The addition of the student-created Branson peer tutoring app on campus this year provides students with an efficient and reliable method of getting academic assistance from their classmates across subjects.
“The app automatically pairs someone who wants tutoring with a tutor,” said Zachary Cummins ‘26, one of the creators of the app. “[It] sends both of them a conjoined email … and then the tutor reaches out to the tutee.”
Last year, this selection process was more challenging because “they sent an email to all the available tutors” when someone needed help, but “the tutors never responded to that email,” Cummins said. The new method holds tutors more accountable.
In addition to addressing the challenges of tutor assignments, the app gives prospective tutees a way to easily express their availability and which subjects they need support in.
When students open the app, they can quickly input their open blocks, as well as when they are available before school, during lunch and during Flex.
The app also showcases all of the possible classes students can request help in, such as in math, science, English, history, languages and time management.
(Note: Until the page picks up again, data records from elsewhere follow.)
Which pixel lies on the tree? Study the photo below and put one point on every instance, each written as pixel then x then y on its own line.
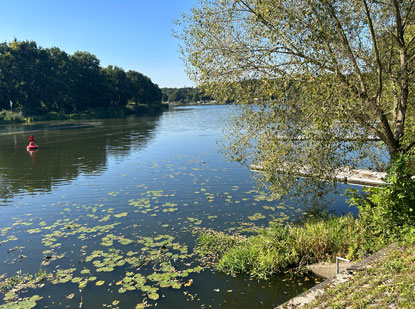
pixel 318 81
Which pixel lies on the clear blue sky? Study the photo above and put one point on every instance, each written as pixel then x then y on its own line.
pixel 132 34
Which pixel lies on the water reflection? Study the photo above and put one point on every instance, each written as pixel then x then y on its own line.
pixel 66 151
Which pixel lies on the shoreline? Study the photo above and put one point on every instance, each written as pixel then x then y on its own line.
pixel 359 177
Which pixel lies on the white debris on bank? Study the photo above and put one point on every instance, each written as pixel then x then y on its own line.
pixel 360 177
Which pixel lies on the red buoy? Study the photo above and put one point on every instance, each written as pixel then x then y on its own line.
pixel 32 145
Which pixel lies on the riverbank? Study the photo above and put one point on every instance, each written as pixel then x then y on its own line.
pixel 361 177
pixel 384 279
pixel 7 117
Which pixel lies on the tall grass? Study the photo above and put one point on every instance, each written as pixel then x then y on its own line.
pixel 279 247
These opportunities to receive extra help would not be possible without the peer tutors, who are nominated by teachers.
Moreover, every tutor has to have passed the classes they tutor in with flying colors and stand out to teachers as someone who is “able to explain [the topic matter] in a way that people can understand,” Cummins said.
“[Peer tutors] have a better understanding of what the classes are like from [a student’s] perspective and what [someone] might be having trouble with,” Cummins added. Taking these classes helps tutors explain the material in ways that worked well for them and communicate information differently from the teacher.
Not only has the addition of the peer tutoring app helped spark opportunities for students to teach their fellow classmates, but, as Cummins said, made it “a lot easier for people who want to have tutors to get tutors.”